Yet the Republican-controlled House has advanced no bills that deal with unemployment compensation.

So with less than two weeks left in the legislative session, Smith said he and Democratic colleagues in the House saw HB 1463 — which focused on the state’s notoriously plagued online unemployment-benefits system — as perhaps the last chance to pass unemployment-benefits legislation.

Smith and Rep. Anna Eskamani, D-Orlando, attempted to add to that bill three amendments whose provisions fell short of what they called for in a bill that the House never considered.

Smith said their amendments would have made more Floridians eligible for jobless benefits, increased the maximum weekly benefit to $375 a week and increased the eligibility period to 22 weeks — still fewer than the 26 weeks that most states offer.

But voting along party lines, the House blocked all three amendments.

“These were very modest proposals that we put forward, and we are very disappointed that they were not adopted because this bill is the only legislative vehicle in the 2021 session” that could carry those amendments, Smith told Spectrum News on Tuesday.

He called the rejection by Republicans “so disappointing and frustrating” and the status of Florida’s unemployment system “so much more than a broken website.”

“It's about increasing the number of weeks that are eligible for benefits for unemployment, and it's also about increasing that weekly benefit,” Smith said.

The apparent doom to increased unemployment benefits this year comes despite bipartisan support in the Republican-controlled Senate for a bill that would increase the maximum weekly amount to $375 and the duration to 14 weeks. That bill breezed through two committees and stands poised to pass the full Senate.

Yet that means nothing without a companion bill in the House and support from Gov. Ron DeSantis, who last week said unemployment compensation was “fine” as it stood and that “our goal is to get people back to work.”

Sen. Linda Stewart, D-Orlando, suggested that DeSantis’ remarks could have made Republicans in the House of Representatives think twice about supporting any last-minute unemployment-benefits legislation.

“I just think when you make statements like that, it causes a ripple effect, and that effect is that the House just doesn’t want to touch it,” she said.

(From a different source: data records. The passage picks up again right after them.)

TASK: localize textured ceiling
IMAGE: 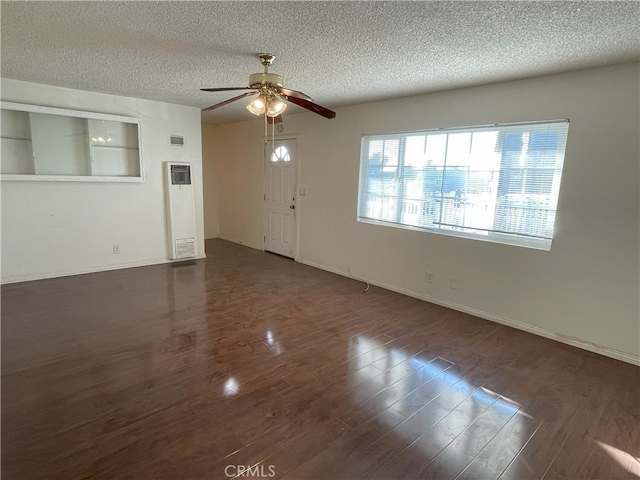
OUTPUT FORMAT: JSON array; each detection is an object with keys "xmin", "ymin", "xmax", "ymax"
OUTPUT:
[{"xmin": 1, "ymin": 1, "xmax": 640, "ymax": 123}]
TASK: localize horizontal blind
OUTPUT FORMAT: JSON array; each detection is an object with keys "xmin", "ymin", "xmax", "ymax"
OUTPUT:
[{"xmin": 358, "ymin": 120, "xmax": 568, "ymax": 249}]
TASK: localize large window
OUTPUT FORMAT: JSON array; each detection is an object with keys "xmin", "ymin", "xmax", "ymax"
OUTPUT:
[{"xmin": 358, "ymin": 120, "xmax": 569, "ymax": 250}]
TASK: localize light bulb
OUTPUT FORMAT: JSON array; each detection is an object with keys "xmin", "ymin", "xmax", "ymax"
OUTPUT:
[
  {"xmin": 247, "ymin": 95, "xmax": 267, "ymax": 115},
  {"xmin": 267, "ymin": 98, "xmax": 287, "ymax": 117}
]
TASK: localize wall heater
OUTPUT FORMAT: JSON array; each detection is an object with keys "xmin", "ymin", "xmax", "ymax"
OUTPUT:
[{"xmin": 165, "ymin": 162, "xmax": 197, "ymax": 260}]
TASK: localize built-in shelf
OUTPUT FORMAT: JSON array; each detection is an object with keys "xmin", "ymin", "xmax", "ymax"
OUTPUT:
[{"xmin": 0, "ymin": 102, "xmax": 144, "ymax": 182}]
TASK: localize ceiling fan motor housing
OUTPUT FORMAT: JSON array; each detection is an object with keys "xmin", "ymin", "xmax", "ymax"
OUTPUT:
[{"xmin": 249, "ymin": 72, "xmax": 284, "ymax": 88}]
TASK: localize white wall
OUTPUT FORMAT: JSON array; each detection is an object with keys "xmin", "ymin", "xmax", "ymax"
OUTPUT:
[
  {"xmin": 1, "ymin": 79, "xmax": 204, "ymax": 283},
  {"xmin": 202, "ymin": 124, "xmax": 221, "ymax": 238},
  {"xmin": 206, "ymin": 64, "xmax": 640, "ymax": 363}
]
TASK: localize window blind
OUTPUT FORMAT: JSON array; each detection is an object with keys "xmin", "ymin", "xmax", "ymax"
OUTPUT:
[{"xmin": 358, "ymin": 120, "xmax": 569, "ymax": 250}]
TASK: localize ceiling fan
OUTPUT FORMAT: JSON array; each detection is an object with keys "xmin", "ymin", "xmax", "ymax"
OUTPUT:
[{"xmin": 200, "ymin": 53, "xmax": 336, "ymax": 123}]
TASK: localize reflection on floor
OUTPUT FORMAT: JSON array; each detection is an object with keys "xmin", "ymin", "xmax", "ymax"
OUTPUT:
[{"xmin": 2, "ymin": 240, "xmax": 640, "ymax": 480}]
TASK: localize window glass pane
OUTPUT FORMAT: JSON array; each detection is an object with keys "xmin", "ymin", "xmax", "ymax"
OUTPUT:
[{"xmin": 358, "ymin": 121, "xmax": 568, "ymax": 249}]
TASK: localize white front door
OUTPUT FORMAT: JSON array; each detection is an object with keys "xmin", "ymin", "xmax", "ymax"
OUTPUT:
[{"xmin": 264, "ymin": 139, "xmax": 297, "ymax": 258}]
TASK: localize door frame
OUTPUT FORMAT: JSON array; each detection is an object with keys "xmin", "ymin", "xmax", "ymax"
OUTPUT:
[{"xmin": 262, "ymin": 134, "xmax": 302, "ymax": 261}]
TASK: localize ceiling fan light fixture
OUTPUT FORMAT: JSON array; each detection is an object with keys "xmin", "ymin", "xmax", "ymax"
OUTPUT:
[
  {"xmin": 267, "ymin": 98, "xmax": 287, "ymax": 117},
  {"xmin": 247, "ymin": 95, "xmax": 267, "ymax": 116}
]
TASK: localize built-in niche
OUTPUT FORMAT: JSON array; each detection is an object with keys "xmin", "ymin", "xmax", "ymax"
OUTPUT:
[{"xmin": 0, "ymin": 102, "xmax": 144, "ymax": 182}]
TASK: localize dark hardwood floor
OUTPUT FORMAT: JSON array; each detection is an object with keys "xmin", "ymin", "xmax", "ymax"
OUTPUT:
[{"xmin": 2, "ymin": 240, "xmax": 640, "ymax": 480}]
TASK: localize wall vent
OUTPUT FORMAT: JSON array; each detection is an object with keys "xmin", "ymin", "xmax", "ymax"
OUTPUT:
[
  {"xmin": 165, "ymin": 162, "xmax": 198, "ymax": 260},
  {"xmin": 169, "ymin": 135, "xmax": 184, "ymax": 147}
]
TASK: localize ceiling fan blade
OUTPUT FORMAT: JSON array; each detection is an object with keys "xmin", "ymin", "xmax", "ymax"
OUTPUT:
[
  {"xmin": 202, "ymin": 90, "xmax": 257, "ymax": 112},
  {"xmin": 200, "ymin": 87, "xmax": 253, "ymax": 92},
  {"xmin": 275, "ymin": 87, "xmax": 336, "ymax": 118}
]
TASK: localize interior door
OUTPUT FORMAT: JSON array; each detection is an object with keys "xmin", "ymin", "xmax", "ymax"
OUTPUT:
[{"xmin": 264, "ymin": 139, "xmax": 297, "ymax": 258}]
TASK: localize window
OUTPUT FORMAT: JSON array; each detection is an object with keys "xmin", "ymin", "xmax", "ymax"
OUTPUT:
[
  {"xmin": 358, "ymin": 120, "xmax": 569, "ymax": 250},
  {"xmin": 271, "ymin": 146, "xmax": 291, "ymax": 163}
]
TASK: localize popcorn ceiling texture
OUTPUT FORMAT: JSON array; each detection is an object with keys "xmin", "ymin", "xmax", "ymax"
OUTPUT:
[{"xmin": 1, "ymin": 1, "xmax": 640, "ymax": 123}]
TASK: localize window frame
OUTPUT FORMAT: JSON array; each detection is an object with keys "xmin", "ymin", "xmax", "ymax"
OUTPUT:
[{"xmin": 356, "ymin": 119, "xmax": 569, "ymax": 251}]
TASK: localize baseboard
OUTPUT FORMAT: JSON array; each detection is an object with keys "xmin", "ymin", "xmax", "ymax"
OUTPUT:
[
  {"xmin": 297, "ymin": 258, "xmax": 640, "ymax": 366},
  {"xmin": 218, "ymin": 235, "xmax": 264, "ymax": 251},
  {"xmin": 2, "ymin": 254, "xmax": 206, "ymax": 285}
]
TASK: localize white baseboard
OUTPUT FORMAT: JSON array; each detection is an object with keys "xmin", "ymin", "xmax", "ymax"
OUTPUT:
[
  {"xmin": 297, "ymin": 258, "xmax": 640, "ymax": 366},
  {"xmin": 2, "ymin": 254, "xmax": 206, "ymax": 285}
]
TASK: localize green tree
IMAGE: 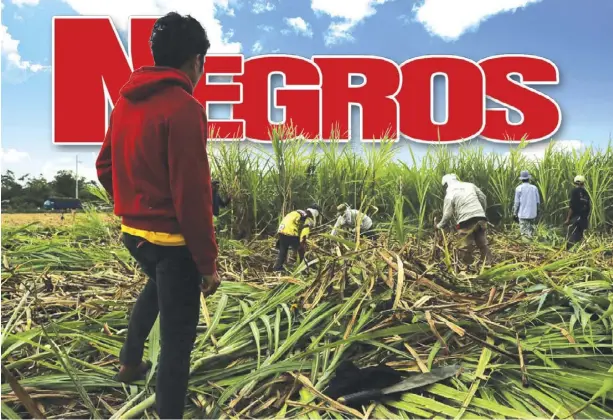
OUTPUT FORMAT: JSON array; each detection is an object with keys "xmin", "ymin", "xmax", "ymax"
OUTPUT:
[{"xmin": 2, "ymin": 170, "xmax": 23, "ymax": 200}]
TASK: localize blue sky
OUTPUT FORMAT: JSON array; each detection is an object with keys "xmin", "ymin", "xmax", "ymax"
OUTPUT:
[{"xmin": 0, "ymin": 0, "xmax": 613, "ymax": 178}]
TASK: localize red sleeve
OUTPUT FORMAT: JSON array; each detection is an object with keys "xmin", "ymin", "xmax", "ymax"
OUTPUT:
[
  {"xmin": 96, "ymin": 110, "xmax": 113, "ymax": 198},
  {"xmin": 168, "ymin": 98, "xmax": 217, "ymax": 275}
]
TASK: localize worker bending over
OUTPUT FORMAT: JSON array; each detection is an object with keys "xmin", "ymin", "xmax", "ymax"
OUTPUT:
[
  {"xmin": 274, "ymin": 204, "xmax": 319, "ymax": 271},
  {"xmin": 513, "ymin": 171, "xmax": 541, "ymax": 238},
  {"xmin": 331, "ymin": 203, "xmax": 374, "ymax": 238},
  {"xmin": 436, "ymin": 174, "xmax": 492, "ymax": 264}
]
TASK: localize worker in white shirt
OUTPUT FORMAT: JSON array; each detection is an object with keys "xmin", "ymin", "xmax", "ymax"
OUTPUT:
[
  {"xmin": 513, "ymin": 170, "xmax": 541, "ymax": 238},
  {"xmin": 436, "ymin": 174, "xmax": 492, "ymax": 264},
  {"xmin": 331, "ymin": 203, "xmax": 374, "ymax": 239}
]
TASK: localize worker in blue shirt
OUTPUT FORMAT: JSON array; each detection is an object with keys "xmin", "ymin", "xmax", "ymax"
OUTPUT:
[{"xmin": 513, "ymin": 171, "xmax": 541, "ymax": 238}]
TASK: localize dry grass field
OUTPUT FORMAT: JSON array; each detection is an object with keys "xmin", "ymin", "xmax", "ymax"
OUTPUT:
[{"xmin": 1, "ymin": 212, "xmax": 112, "ymax": 226}]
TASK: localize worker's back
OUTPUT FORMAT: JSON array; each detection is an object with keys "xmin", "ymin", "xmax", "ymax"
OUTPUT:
[
  {"xmin": 515, "ymin": 182, "xmax": 540, "ymax": 219},
  {"xmin": 447, "ymin": 181, "xmax": 486, "ymax": 223}
]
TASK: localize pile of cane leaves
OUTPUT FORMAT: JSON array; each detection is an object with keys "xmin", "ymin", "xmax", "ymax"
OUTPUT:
[{"xmin": 2, "ymin": 214, "xmax": 613, "ymax": 419}]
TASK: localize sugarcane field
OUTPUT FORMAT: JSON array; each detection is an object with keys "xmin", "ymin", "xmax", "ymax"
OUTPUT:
[{"xmin": 2, "ymin": 133, "xmax": 613, "ymax": 419}]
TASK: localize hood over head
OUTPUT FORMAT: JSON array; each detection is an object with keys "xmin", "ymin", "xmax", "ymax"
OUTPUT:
[{"xmin": 119, "ymin": 66, "xmax": 194, "ymax": 102}]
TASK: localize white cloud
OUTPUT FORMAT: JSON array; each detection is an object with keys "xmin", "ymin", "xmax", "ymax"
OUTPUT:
[
  {"xmin": 413, "ymin": 0, "xmax": 541, "ymax": 41},
  {"xmin": 284, "ymin": 17, "xmax": 313, "ymax": 38},
  {"xmin": 311, "ymin": 0, "xmax": 391, "ymax": 46},
  {"xmin": 521, "ymin": 140, "xmax": 585, "ymax": 161},
  {"xmin": 11, "ymin": 0, "xmax": 39, "ymax": 7},
  {"xmin": 258, "ymin": 25, "xmax": 275, "ymax": 32},
  {"xmin": 0, "ymin": 147, "xmax": 30, "ymax": 163},
  {"xmin": 56, "ymin": 0, "xmax": 241, "ymax": 53},
  {"xmin": 0, "ymin": 25, "xmax": 49, "ymax": 73},
  {"xmin": 251, "ymin": 0, "xmax": 275, "ymax": 14},
  {"xmin": 251, "ymin": 41, "xmax": 264, "ymax": 54},
  {"xmin": 41, "ymin": 153, "xmax": 98, "ymax": 181}
]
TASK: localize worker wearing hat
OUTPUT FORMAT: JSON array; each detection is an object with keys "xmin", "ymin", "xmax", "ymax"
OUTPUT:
[
  {"xmin": 436, "ymin": 174, "xmax": 492, "ymax": 264},
  {"xmin": 274, "ymin": 204, "xmax": 319, "ymax": 271},
  {"xmin": 513, "ymin": 170, "xmax": 541, "ymax": 238},
  {"xmin": 331, "ymin": 203, "xmax": 374, "ymax": 238},
  {"xmin": 564, "ymin": 175, "xmax": 592, "ymax": 249}
]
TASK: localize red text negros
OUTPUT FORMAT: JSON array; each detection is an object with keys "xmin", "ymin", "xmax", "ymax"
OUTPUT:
[{"xmin": 53, "ymin": 17, "xmax": 562, "ymax": 144}]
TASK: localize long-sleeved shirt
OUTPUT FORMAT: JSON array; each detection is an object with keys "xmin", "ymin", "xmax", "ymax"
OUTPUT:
[
  {"xmin": 513, "ymin": 182, "xmax": 541, "ymax": 220},
  {"xmin": 437, "ymin": 181, "xmax": 487, "ymax": 229},
  {"xmin": 570, "ymin": 187, "xmax": 592, "ymax": 228},
  {"xmin": 96, "ymin": 67, "xmax": 218, "ymax": 275},
  {"xmin": 277, "ymin": 210, "xmax": 315, "ymax": 241},
  {"xmin": 331, "ymin": 208, "xmax": 372, "ymax": 235}
]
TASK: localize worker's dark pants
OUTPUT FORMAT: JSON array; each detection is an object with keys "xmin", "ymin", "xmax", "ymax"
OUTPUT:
[
  {"xmin": 456, "ymin": 217, "xmax": 492, "ymax": 264},
  {"xmin": 274, "ymin": 233, "xmax": 304, "ymax": 271},
  {"xmin": 120, "ymin": 233, "xmax": 201, "ymax": 419},
  {"xmin": 566, "ymin": 222, "xmax": 587, "ymax": 250}
]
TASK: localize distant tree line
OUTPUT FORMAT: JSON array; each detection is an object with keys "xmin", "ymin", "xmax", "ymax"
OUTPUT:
[{"xmin": 2, "ymin": 170, "xmax": 97, "ymax": 211}]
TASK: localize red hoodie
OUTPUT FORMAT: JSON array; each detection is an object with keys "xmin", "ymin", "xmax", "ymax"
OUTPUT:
[{"xmin": 96, "ymin": 67, "xmax": 217, "ymax": 275}]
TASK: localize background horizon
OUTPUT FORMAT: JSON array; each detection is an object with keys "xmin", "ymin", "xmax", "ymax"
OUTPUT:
[{"xmin": 0, "ymin": 0, "xmax": 613, "ymax": 180}]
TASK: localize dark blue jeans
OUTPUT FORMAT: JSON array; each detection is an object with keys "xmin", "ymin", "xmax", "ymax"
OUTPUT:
[{"xmin": 120, "ymin": 233, "xmax": 201, "ymax": 419}]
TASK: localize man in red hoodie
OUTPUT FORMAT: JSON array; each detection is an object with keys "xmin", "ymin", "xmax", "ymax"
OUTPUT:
[{"xmin": 96, "ymin": 13, "xmax": 220, "ymax": 419}]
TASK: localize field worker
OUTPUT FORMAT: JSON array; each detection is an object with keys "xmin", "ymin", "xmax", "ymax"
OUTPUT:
[
  {"xmin": 96, "ymin": 13, "xmax": 220, "ymax": 419},
  {"xmin": 331, "ymin": 203, "xmax": 374, "ymax": 238},
  {"xmin": 564, "ymin": 175, "xmax": 592, "ymax": 249},
  {"xmin": 436, "ymin": 174, "xmax": 492, "ymax": 264},
  {"xmin": 274, "ymin": 204, "xmax": 319, "ymax": 271},
  {"xmin": 513, "ymin": 171, "xmax": 541, "ymax": 238}
]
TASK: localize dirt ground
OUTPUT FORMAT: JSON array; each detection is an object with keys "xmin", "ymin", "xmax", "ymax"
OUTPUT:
[{"xmin": 0, "ymin": 213, "xmax": 112, "ymax": 226}]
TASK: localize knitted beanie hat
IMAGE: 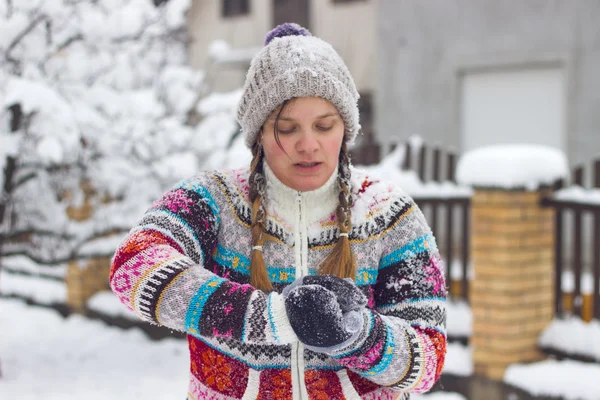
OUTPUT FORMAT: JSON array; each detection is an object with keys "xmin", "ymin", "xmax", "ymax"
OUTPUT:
[{"xmin": 237, "ymin": 23, "xmax": 360, "ymax": 148}]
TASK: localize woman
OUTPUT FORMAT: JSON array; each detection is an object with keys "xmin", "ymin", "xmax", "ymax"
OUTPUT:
[{"xmin": 110, "ymin": 24, "xmax": 446, "ymax": 400}]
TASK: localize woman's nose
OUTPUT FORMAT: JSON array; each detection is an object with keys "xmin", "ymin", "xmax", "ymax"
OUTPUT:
[{"xmin": 296, "ymin": 131, "xmax": 319, "ymax": 153}]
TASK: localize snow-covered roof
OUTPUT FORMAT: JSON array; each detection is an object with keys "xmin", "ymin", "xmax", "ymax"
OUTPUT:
[{"xmin": 456, "ymin": 144, "xmax": 569, "ymax": 190}]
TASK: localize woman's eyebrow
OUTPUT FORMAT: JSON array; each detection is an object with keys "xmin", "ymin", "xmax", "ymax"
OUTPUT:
[{"xmin": 279, "ymin": 112, "xmax": 338, "ymax": 122}]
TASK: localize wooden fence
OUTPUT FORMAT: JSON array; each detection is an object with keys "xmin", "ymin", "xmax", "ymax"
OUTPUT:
[
  {"xmin": 542, "ymin": 159, "xmax": 600, "ymax": 321},
  {"xmin": 353, "ymin": 140, "xmax": 471, "ymax": 301}
]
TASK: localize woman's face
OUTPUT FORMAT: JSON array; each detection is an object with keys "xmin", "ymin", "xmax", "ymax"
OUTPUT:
[{"xmin": 260, "ymin": 97, "xmax": 344, "ymax": 192}]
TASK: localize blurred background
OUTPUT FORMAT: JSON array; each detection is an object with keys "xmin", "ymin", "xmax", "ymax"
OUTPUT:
[{"xmin": 0, "ymin": 0, "xmax": 600, "ymax": 400}]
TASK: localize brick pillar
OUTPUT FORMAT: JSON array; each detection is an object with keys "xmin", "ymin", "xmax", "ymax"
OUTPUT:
[{"xmin": 470, "ymin": 188, "xmax": 554, "ymax": 380}]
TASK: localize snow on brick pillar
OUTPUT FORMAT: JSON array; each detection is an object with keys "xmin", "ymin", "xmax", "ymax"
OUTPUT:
[{"xmin": 457, "ymin": 145, "xmax": 568, "ymax": 380}]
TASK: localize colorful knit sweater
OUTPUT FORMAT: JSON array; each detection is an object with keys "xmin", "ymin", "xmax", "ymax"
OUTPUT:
[{"xmin": 110, "ymin": 164, "xmax": 446, "ymax": 400}]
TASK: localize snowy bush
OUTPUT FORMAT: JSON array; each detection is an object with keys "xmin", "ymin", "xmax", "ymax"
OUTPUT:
[{"xmin": 0, "ymin": 0, "xmax": 244, "ymax": 263}]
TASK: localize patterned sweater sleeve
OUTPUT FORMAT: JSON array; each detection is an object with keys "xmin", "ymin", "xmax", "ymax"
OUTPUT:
[
  {"xmin": 110, "ymin": 175, "xmax": 297, "ymax": 344},
  {"xmin": 329, "ymin": 197, "xmax": 446, "ymax": 393}
]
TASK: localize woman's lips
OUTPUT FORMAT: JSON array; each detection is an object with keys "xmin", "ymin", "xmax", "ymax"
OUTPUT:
[{"xmin": 294, "ymin": 161, "xmax": 321, "ymax": 173}]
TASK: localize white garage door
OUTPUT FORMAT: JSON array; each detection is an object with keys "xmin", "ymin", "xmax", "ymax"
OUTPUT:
[{"xmin": 460, "ymin": 68, "xmax": 566, "ymax": 151}]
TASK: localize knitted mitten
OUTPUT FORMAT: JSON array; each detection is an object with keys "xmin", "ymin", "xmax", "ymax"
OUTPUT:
[
  {"xmin": 302, "ymin": 275, "xmax": 368, "ymax": 313},
  {"xmin": 284, "ymin": 285, "xmax": 363, "ymax": 351}
]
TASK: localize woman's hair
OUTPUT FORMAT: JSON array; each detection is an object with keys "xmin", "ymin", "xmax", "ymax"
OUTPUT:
[{"xmin": 250, "ymin": 100, "xmax": 357, "ymax": 292}]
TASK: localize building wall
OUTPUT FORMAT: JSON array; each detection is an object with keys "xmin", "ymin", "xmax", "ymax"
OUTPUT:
[
  {"xmin": 375, "ymin": 0, "xmax": 600, "ymax": 163},
  {"xmin": 188, "ymin": 0, "xmax": 378, "ymax": 92}
]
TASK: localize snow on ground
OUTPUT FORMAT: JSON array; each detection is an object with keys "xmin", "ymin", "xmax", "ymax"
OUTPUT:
[
  {"xmin": 2, "ymin": 256, "xmax": 67, "ymax": 278},
  {"xmin": 0, "ymin": 299, "xmax": 189, "ymax": 400},
  {"xmin": 0, "ymin": 270, "xmax": 67, "ymax": 304},
  {"xmin": 410, "ymin": 392, "xmax": 466, "ymax": 400},
  {"xmin": 446, "ymin": 300, "xmax": 473, "ymax": 337},
  {"xmin": 538, "ymin": 317, "xmax": 600, "ymax": 360},
  {"xmin": 456, "ymin": 144, "xmax": 569, "ymax": 190},
  {"xmin": 504, "ymin": 360, "xmax": 600, "ymax": 400},
  {"xmin": 554, "ymin": 186, "xmax": 600, "ymax": 205},
  {"xmin": 442, "ymin": 343, "xmax": 473, "ymax": 376},
  {"xmin": 0, "ymin": 299, "xmax": 464, "ymax": 400},
  {"xmin": 87, "ymin": 290, "xmax": 139, "ymax": 321}
]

Before Tuesday’s House action, Stewart said she wasn’t giving up.

“We can’t give up,” she told Spectrum News. “The citizens deserve the strongest working product that we can provide. And we’re not going to give up.”

Stewart said the fate of increased employment benefits stood with a Republican — Seminole County Sen. Jason Brodeur, sponsor of the Senate bill that includes such provisions.

Stewart said Brodeur had told her that he “is definitely trying to make his case to the governor” to support his bill. After the Senate failed to consider her own bill, which called for $400 a week and 26 weeks of benefits, Stewart joined Brodeur’s bill as a co-sponsor and said she worked to increase the duration of benefits from 12 weeks to 14 weeks.

“He said he’s going to need to talk to the governor to see if he can get him to accept this paltry amount of money,” Stewart said, referring to the increase to $375 a week.

Brodeur’s office did not reply by Wednesday afternoon to two requests on Tuesday from Spectrum News for comment. Also, DeSantis’ office didn’t reply to a request for comment on whether the governor would even consider signing any unemployment-benefits legislation into law.

But as Rep. Smith pointed out, support from DeSantis wouldn’t matter without similar unemployment-benefits legislation in the House.

“At this point in the 2021 legislative session, it would require extraordinary measures for the legislature to pass a bill that increases unemployment benefits or extends the number of weeks,” Smith said Tuesday.

The office of House Speaker Chris Sprowls, R-Palm Harbor, didn’t respond to a Tuesday email asking where he stood on the question of increased unemployment benefits.

Before the House rejected her amendments on Tuesday, Eskamani told Spectrum News in a text message that Speaker Sprowls "has told me it really matters what the senate does." That could mean that if the Senate passes the legislation and wants it badly enough, the House might find a way to follow suit through negotiations and tradeoffs, she said.

Advocates of further strengthening jobless benefits have pointed to a Republican-controlled legislature that voted to require out-of-state online retailers to collect Florida sales taxes, which will be used to replenish the state’s Unemployment Compensation Trust Fund. That will help Florida business owners avoid an increase in unemployment taxes.

DeSantis signed that legislation into law this week.

“I think it’s just going to look really bad if all we do is give businesses the tax breaks that they may need or may not need — I’m not going to argue that fact,” Stewart said. “But when you give nothing — nothing — to the individuals who are unemployed, it's just not… it’s insane.”